Example 4 Degradation Experiment on Rural Domestic Sewage

(1) In the Tanjiawan area of Shiyan, Hubei Province (China), the domestic sewage of the rural septic tank was subjected to grid filtration and sedimentation, and 20 L of the supernatant was added to an integrated sewage treatment apparatus. Test results: the pH of wastewater was 7.2, the ammoniacal nitrogen concentration was 60 mg/L, CODcr was 300 mg/L, and LAS was 5 mg/L.

(2) The liquid containing the LAS-degrading and/or N-removing bacterium of the present invention was directly added to the integrated sewage treatment apparatus containing the 20 L of rural domestic sewage, in an inoculum amount of 10% by volume. The culturing temperature was 30° C. The pH of the target water did not need to be controlled during the sewage decontamination process, and aeration was performed for 1 hour every day. Results: after 2 days of treatment, the removal of ammoniacal nitrogen from the water can reach 88%, the removal of CODcr can reach 60%, and the degradation of LAS was 97%.
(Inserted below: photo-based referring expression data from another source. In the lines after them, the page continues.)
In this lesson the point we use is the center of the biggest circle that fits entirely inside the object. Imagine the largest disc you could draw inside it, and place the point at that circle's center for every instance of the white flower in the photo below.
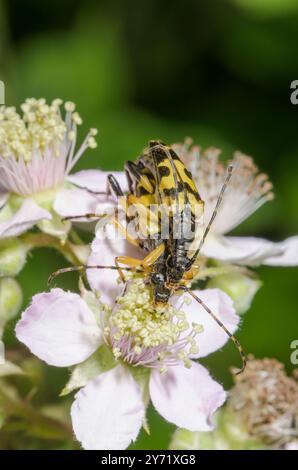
(37, 154)
(247, 191)
(152, 358)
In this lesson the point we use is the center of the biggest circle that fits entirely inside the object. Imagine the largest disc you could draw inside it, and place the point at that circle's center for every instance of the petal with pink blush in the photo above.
(292, 446)
(103, 252)
(213, 336)
(96, 180)
(249, 251)
(75, 202)
(289, 256)
(3, 199)
(186, 397)
(25, 218)
(59, 328)
(108, 413)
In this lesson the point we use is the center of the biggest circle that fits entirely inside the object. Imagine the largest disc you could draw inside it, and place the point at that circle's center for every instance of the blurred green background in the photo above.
(218, 71)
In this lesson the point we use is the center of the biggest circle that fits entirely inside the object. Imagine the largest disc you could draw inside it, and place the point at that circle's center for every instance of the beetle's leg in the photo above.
(113, 187)
(142, 263)
(84, 268)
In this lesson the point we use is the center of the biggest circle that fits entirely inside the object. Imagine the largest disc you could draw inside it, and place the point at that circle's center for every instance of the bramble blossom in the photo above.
(248, 190)
(37, 154)
(128, 353)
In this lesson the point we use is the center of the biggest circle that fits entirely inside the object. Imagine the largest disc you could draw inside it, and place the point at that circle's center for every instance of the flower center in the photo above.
(141, 333)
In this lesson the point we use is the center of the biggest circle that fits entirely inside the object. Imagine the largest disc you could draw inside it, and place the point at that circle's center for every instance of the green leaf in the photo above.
(101, 361)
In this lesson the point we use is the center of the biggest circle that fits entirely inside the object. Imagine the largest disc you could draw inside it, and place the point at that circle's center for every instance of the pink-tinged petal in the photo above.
(213, 336)
(103, 252)
(292, 446)
(108, 413)
(3, 199)
(186, 397)
(59, 328)
(249, 251)
(289, 256)
(25, 218)
(75, 201)
(96, 180)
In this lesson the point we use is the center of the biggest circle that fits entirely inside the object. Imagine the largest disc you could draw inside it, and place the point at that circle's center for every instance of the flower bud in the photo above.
(239, 287)
(10, 300)
(12, 256)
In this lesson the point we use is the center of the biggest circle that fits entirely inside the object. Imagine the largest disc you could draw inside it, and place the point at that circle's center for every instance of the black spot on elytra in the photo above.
(164, 170)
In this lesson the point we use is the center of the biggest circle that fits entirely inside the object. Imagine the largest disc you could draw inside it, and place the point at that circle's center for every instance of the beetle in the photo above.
(159, 177)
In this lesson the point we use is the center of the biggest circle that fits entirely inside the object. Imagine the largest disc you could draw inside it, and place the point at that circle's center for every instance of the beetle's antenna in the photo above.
(215, 211)
(84, 268)
(231, 336)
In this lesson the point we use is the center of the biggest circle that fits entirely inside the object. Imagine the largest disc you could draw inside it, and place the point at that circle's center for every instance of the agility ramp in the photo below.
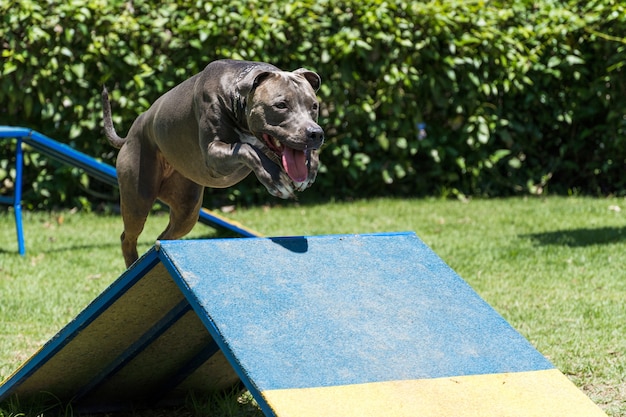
(359, 325)
(93, 167)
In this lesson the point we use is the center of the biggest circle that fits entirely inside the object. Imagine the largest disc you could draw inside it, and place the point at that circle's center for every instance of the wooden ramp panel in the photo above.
(370, 325)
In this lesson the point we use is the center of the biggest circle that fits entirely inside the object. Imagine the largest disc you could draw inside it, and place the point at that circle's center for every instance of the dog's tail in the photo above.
(109, 129)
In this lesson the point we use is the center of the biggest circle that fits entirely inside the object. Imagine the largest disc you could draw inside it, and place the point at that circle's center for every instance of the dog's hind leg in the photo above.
(184, 197)
(139, 177)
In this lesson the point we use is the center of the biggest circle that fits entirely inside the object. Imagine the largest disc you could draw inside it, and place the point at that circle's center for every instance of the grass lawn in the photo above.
(553, 267)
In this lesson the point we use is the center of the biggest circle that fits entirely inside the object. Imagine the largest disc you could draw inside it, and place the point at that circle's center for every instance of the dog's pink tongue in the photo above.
(294, 162)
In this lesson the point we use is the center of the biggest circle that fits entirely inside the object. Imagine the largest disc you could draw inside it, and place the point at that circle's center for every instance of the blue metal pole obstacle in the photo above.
(334, 326)
(93, 167)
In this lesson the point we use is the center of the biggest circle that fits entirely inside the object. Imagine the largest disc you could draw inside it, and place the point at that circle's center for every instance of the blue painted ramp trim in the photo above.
(338, 326)
(82, 321)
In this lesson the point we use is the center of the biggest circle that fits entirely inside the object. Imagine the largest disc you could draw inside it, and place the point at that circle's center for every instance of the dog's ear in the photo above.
(253, 80)
(312, 77)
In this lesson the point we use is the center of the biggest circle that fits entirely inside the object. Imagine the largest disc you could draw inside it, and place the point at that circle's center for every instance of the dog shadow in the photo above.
(579, 237)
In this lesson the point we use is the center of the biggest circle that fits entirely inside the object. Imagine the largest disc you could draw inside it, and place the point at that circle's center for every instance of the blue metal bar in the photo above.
(95, 168)
(17, 197)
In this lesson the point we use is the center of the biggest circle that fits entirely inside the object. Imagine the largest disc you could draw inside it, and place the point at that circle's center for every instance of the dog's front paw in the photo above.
(282, 187)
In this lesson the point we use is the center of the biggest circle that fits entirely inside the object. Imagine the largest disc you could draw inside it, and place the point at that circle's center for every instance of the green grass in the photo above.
(554, 268)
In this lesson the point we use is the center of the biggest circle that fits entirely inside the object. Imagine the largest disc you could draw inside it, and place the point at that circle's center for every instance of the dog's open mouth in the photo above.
(293, 161)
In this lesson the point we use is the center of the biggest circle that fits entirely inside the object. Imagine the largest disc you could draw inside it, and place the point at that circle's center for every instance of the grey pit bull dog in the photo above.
(213, 130)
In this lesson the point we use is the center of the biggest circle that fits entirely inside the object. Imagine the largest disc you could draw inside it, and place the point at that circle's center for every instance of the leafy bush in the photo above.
(515, 96)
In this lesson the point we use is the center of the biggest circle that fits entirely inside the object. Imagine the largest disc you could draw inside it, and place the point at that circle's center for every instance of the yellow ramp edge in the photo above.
(546, 393)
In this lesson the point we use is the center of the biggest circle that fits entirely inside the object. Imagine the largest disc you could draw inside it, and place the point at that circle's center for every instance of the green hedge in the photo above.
(517, 97)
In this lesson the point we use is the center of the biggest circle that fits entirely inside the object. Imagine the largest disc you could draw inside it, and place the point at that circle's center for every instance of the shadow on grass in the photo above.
(580, 237)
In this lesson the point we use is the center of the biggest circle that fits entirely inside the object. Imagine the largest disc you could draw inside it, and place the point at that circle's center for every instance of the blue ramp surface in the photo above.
(365, 325)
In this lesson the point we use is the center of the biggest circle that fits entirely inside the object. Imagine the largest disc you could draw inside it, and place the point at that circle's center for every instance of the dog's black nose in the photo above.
(314, 136)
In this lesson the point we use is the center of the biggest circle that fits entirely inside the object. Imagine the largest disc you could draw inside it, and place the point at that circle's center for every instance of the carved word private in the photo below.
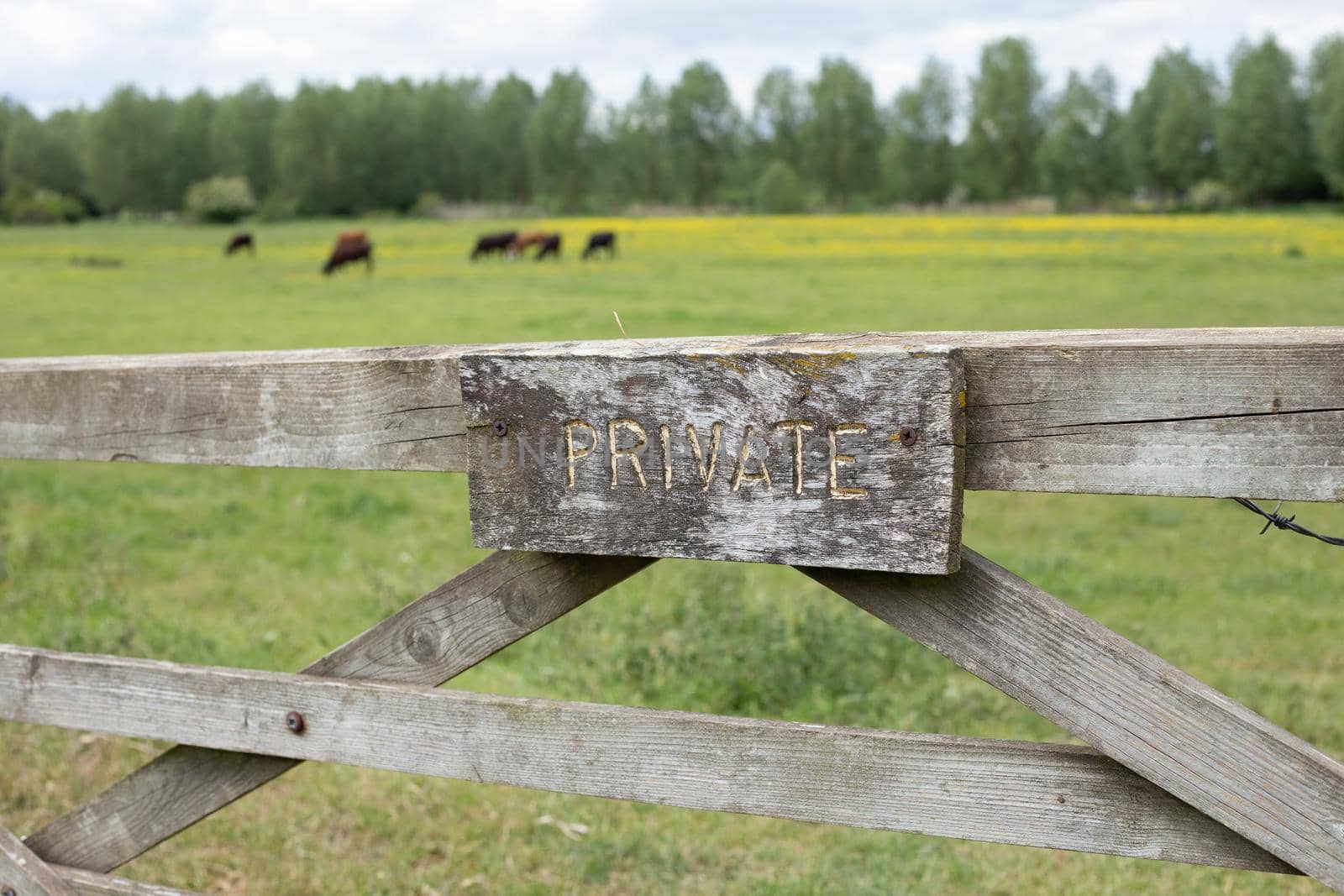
(582, 439)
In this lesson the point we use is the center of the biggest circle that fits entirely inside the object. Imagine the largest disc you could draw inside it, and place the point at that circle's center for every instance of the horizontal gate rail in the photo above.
(87, 883)
(432, 640)
(1215, 412)
(994, 790)
(1173, 768)
(1191, 741)
(24, 872)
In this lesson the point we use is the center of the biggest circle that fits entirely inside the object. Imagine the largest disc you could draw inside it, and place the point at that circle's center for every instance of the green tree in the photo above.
(1081, 154)
(307, 147)
(242, 136)
(703, 128)
(843, 134)
(779, 118)
(1263, 148)
(779, 190)
(1327, 109)
(219, 201)
(1169, 128)
(129, 152)
(44, 154)
(507, 175)
(449, 128)
(559, 141)
(920, 156)
(1005, 132)
(638, 145)
(380, 154)
(192, 140)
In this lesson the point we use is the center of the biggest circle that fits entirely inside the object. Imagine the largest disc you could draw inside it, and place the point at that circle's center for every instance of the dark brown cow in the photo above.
(351, 246)
(491, 244)
(601, 239)
(550, 246)
(239, 242)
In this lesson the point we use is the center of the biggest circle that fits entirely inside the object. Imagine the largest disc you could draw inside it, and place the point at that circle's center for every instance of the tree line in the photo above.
(1270, 132)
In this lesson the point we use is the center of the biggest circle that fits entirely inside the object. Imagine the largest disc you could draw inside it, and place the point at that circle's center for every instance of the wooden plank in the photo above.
(438, 636)
(1178, 732)
(784, 456)
(87, 883)
(24, 873)
(1214, 412)
(1003, 792)
(346, 409)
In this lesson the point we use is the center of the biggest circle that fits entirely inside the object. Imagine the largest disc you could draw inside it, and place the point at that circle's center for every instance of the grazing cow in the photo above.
(239, 242)
(351, 246)
(491, 244)
(601, 239)
(550, 246)
(524, 239)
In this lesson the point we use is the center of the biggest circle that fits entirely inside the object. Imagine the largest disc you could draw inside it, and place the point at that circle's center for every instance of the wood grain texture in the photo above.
(1178, 732)
(87, 883)
(1001, 792)
(1214, 412)
(24, 873)
(773, 456)
(360, 410)
(438, 636)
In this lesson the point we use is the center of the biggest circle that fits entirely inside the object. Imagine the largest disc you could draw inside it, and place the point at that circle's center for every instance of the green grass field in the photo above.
(269, 569)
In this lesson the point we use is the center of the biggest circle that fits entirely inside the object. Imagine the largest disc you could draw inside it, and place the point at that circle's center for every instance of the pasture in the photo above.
(230, 566)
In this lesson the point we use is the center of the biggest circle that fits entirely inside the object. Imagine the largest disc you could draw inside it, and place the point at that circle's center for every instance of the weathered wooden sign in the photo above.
(790, 456)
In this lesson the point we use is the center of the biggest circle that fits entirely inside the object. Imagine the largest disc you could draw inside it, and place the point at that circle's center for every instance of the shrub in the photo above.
(779, 190)
(1209, 195)
(221, 201)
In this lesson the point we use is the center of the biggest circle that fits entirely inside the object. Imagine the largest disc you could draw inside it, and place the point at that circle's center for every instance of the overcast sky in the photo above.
(60, 53)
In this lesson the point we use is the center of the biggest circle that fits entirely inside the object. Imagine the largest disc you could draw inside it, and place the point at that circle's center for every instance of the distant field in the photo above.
(269, 569)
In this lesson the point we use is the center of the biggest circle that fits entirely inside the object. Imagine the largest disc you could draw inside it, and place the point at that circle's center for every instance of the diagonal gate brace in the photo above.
(1200, 746)
(433, 638)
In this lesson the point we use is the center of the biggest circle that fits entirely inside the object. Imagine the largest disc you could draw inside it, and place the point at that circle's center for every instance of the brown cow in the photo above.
(524, 239)
(239, 242)
(351, 246)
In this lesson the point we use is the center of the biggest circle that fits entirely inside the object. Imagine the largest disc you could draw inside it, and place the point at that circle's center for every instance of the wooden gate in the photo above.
(844, 456)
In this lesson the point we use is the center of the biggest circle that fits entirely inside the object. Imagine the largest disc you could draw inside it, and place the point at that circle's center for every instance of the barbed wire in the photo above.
(1280, 521)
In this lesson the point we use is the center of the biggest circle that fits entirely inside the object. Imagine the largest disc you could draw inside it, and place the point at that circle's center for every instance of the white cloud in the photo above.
(58, 53)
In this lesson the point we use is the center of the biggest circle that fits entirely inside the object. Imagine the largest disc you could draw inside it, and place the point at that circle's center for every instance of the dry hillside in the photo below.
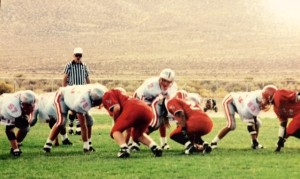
(203, 39)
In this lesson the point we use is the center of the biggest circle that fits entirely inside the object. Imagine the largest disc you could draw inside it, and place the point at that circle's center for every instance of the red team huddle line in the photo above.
(155, 103)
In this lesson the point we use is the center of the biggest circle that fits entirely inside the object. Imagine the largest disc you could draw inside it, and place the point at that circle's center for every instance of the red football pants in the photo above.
(197, 126)
(135, 114)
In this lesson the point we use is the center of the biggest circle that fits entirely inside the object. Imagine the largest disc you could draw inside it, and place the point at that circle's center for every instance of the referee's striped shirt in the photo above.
(77, 73)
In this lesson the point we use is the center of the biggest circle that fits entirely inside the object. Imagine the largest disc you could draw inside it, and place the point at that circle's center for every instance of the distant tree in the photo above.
(5, 88)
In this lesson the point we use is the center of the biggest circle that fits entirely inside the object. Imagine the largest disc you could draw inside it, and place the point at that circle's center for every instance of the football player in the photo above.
(45, 110)
(248, 105)
(165, 86)
(79, 98)
(129, 113)
(286, 105)
(14, 111)
(192, 123)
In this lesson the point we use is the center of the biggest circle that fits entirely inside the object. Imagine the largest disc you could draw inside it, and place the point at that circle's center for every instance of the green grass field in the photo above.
(233, 159)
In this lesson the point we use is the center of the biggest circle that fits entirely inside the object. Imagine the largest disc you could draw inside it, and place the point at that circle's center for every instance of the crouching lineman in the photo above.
(129, 113)
(248, 105)
(45, 110)
(81, 99)
(286, 105)
(14, 112)
(148, 92)
(192, 123)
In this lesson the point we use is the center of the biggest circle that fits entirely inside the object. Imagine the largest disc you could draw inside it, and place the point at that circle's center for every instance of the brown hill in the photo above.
(203, 39)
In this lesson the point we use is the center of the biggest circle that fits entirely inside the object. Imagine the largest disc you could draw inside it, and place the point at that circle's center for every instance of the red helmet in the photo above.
(268, 93)
(181, 94)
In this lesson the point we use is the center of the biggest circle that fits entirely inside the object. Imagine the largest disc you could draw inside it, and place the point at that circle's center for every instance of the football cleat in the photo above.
(67, 142)
(156, 151)
(15, 153)
(214, 145)
(165, 146)
(189, 149)
(71, 131)
(86, 150)
(47, 147)
(92, 149)
(134, 146)
(257, 146)
(206, 148)
(123, 152)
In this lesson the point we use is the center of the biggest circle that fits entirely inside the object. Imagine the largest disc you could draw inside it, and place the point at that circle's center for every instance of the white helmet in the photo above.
(78, 50)
(195, 97)
(167, 74)
(27, 97)
(181, 94)
(96, 94)
(123, 91)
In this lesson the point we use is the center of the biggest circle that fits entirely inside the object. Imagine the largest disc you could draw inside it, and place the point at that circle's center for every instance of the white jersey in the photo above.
(247, 103)
(150, 89)
(10, 108)
(77, 97)
(45, 107)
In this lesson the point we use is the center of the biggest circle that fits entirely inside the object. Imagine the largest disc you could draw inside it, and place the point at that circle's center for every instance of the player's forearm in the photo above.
(282, 129)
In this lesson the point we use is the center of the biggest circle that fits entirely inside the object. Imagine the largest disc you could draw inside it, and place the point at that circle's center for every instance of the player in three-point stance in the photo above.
(192, 123)
(165, 86)
(286, 105)
(45, 111)
(15, 109)
(248, 105)
(79, 98)
(129, 113)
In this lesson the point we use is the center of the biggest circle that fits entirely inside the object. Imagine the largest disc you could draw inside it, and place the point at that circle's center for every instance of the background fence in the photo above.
(205, 87)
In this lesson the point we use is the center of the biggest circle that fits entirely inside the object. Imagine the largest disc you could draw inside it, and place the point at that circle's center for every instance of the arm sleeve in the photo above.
(67, 69)
(109, 100)
(287, 96)
(87, 71)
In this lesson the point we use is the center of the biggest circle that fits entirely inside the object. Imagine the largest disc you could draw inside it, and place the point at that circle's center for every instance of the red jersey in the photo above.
(188, 107)
(286, 104)
(113, 97)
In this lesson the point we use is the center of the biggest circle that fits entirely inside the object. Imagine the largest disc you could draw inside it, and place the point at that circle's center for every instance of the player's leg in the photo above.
(61, 113)
(23, 125)
(181, 137)
(253, 129)
(15, 151)
(90, 123)
(199, 126)
(293, 128)
(229, 109)
(140, 124)
(72, 117)
(116, 133)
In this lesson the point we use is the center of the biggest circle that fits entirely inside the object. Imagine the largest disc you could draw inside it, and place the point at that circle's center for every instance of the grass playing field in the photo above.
(233, 159)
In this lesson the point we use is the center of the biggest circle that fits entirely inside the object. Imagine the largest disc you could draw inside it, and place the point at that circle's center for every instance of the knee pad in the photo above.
(232, 127)
(10, 134)
(89, 120)
(72, 117)
(251, 128)
(258, 123)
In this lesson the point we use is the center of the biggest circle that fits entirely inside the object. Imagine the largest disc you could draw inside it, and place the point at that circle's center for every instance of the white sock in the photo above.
(49, 141)
(152, 144)
(163, 140)
(123, 145)
(86, 145)
(187, 144)
(216, 140)
(65, 136)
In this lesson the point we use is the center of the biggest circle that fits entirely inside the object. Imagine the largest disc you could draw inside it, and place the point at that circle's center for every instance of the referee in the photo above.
(76, 73)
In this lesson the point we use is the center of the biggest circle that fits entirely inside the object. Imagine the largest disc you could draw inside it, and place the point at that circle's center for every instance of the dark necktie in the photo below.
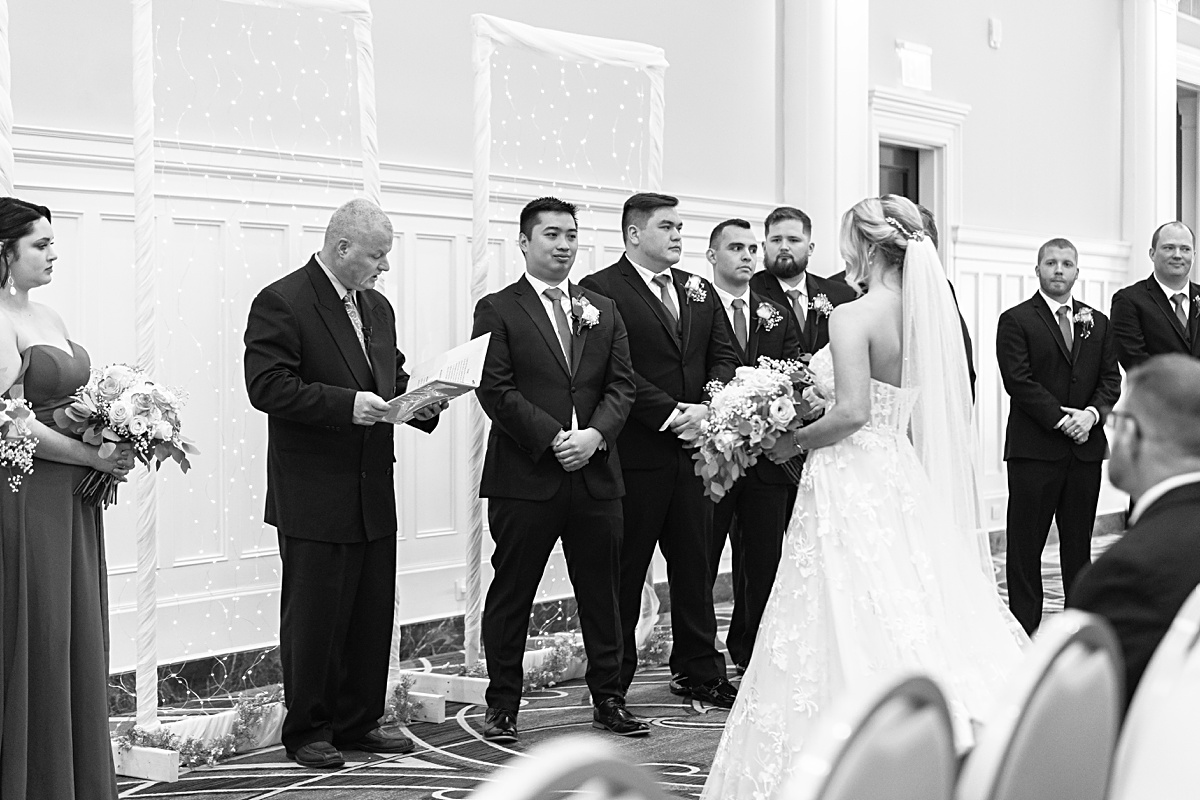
(564, 328)
(1065, 325)
(798, 306)
(1179, 310)
(666, 294)
(352, 311)
(739, 322)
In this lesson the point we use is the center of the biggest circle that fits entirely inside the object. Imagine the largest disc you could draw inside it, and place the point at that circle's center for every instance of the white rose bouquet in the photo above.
(119, 403)
(748, 415)
(17, 441)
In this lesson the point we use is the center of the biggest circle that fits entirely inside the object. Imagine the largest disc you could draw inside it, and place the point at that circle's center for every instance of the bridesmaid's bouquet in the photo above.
(748, 415)
(120, 404)
(17, 441)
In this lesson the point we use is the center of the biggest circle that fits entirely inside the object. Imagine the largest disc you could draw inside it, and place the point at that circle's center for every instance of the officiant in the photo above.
(322, 362)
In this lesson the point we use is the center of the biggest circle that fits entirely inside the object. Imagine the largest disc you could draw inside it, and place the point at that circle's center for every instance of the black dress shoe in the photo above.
(501, 726)
(317, 755)
(717, 691)
(612, 715)
(383, 740)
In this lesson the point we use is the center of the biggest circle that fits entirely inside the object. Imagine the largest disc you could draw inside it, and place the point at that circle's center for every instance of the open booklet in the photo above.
(453, 373)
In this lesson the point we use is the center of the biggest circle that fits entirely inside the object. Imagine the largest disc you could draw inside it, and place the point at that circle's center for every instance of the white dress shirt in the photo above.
(1071, 314)
(1158, 489)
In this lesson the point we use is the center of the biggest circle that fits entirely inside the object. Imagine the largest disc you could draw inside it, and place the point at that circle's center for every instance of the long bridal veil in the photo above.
(935, 362)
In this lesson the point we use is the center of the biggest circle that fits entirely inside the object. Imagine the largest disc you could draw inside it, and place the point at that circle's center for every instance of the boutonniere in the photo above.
(583, 313)
(1084, 317)
(768, 316)
(821, 305)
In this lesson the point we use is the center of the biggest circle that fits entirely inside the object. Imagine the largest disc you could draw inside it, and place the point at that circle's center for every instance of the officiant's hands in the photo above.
(574, 449)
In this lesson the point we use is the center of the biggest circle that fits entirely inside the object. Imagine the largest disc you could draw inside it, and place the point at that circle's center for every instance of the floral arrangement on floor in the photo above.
(17, 441)
(119, 403)
(195, 751)
(747, 416)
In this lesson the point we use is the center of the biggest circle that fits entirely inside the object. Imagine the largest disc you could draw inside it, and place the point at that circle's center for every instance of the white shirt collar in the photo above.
(1158, 489)
(339, 287)
(1055, 305)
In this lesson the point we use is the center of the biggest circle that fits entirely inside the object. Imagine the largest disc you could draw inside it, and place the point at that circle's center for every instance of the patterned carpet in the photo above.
(451, 758)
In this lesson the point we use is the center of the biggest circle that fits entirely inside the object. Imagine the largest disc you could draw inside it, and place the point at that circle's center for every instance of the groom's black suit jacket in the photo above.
(327, 479)
(1041, 377)
(1144, 323)
(528, 390)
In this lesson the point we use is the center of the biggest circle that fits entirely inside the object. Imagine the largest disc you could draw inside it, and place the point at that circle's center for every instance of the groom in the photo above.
(557, 385)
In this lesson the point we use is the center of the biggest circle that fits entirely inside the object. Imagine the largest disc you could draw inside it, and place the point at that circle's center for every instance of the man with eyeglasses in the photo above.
(1143, 581)
(1162, 313)
(1059, 365)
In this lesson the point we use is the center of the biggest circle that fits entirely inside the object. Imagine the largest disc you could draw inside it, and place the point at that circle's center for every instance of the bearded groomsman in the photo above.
(755, 511)
(557, 385)
(1059, 365)
(678, 343)
(786, 280)
(1162, 313)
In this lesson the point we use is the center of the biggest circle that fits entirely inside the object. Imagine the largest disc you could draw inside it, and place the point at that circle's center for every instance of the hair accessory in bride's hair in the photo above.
(911, 235)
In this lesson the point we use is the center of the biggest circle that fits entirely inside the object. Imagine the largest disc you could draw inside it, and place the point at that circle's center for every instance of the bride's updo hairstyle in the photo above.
(885, 223)
(17, 218)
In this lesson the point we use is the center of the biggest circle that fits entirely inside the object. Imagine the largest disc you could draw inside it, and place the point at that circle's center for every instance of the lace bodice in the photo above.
(891, 405)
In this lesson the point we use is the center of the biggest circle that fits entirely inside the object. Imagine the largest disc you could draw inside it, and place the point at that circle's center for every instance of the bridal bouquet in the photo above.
(17, 441)
(748, 415)
(120, 404)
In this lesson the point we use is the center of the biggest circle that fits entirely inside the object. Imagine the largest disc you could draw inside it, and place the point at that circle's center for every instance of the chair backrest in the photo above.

The above examples are merely illustration of the present invention and are not intended to limit the scope of protection of the present invention. Any designs identical or similar to the present invention are within the scope of protection of the present invention.

Claims

1. A LAS-degrading and/or N-removing bacterium, taxonomically classified as Pseudomonas sp., deposited in China General Microbiological Culture Collection Center on Sep. 18, 2018, with the accession number of CGMCC 16502.

2. The bacterium according to claim 1, wherein the 16S rDNA sequence of the strain of the bacterium is SEQ ID NO: 1.

3. The bacterium according to claim 1, wherein the strain of the bacterium has the following phenotypic characteristics:

when cultured at 36° C. for 24 h, the bacterial colonies are light yellow, circular and opaque, and have a wet surface and a smooth margin; and

the bacterial cells are rod-shaped, 0.4˜0.8 μm×1.8˜4.7 μm in size, arranged individually or in pairs, and gram-negative.

4. The bacterium according to claim 1, wherein the strain of the bacterium has the following characteristics:

(G+C) mol % is 63.4%; and

the quinone components are ubiquinone Q8 and ubiquinone Q9, and their relative contents are 57.24% and 42.76%, respectively.

5. The bacterium according to claim 1, wherein the strain of the bacterium has the following characteristics: the major fatty acid components are: C16.0, Summed Feature 3 (C16:1ω7c or C16.1ω6c), and Summed Feature 8 (C18:1ω7c or C18.1ω6c), and their relative contents are 31.16%, 14.85% and 12.32%, respectively.

6. The bacterium according to claim 1, wherein the strain of the bacterium has the following characteristics: the cell wall-characteristic DAP component is meso-DPA; and the cell wall-characteristic sugar component is ribose.

7. The bacterium according to claim 1, wherein the strain of the bacterium has the following characteristics: the bacterial polar lipids comprise diphosphatidylglycerol, phosphatidylglycerol, phosphatidylethanolamine, phosphatidylcholine, an unidentified phospholipid, an unidentified lipid and an unidentified aminophospholipid.

8. The bacterium according to claim 1, wherein the bacterium shows its LAS-degrading effect over an initial LAS concentration of 0-400 mg/L; and the bacterium shows its ammoniacal nitrogen-removing effect over an initial ammoniacal nitrogen concentration of 0-200 mg/L.

9. The bacterium according to claim 1, wherein the bacterium simultaneously degrades LAS and removes N.

10. Use of the bacterium according to claim 1 for decontamination of rural domestic sewage, wherein the rural domestic sewage has a LAS concentration of 0 to 400 mg/L and/or an ammoniacal nitrogen concentration of 0 to 200 mg/L.

11. The bacterium according to claim 8, wherein the bacterium shows its LAS-degrading effect over an initial LAS concentration of 0-200 mg/L; and the bacterium shows its ammoniacal nitrogen-removing effect over an initial ammoniacal nitrogen concentration of 0-100 mg/L.

12. A method of decontaminating rural domestic sewage, wherein the rural domestic sewage has a LAS concentration of 0 to 400 mg/L and/or an ammoniacal nitrogen concentration of 0 to 200 mg/L, said method comprising adding an effective inoculum amount of the bacterium of claim 1 to the rural domestic sewage.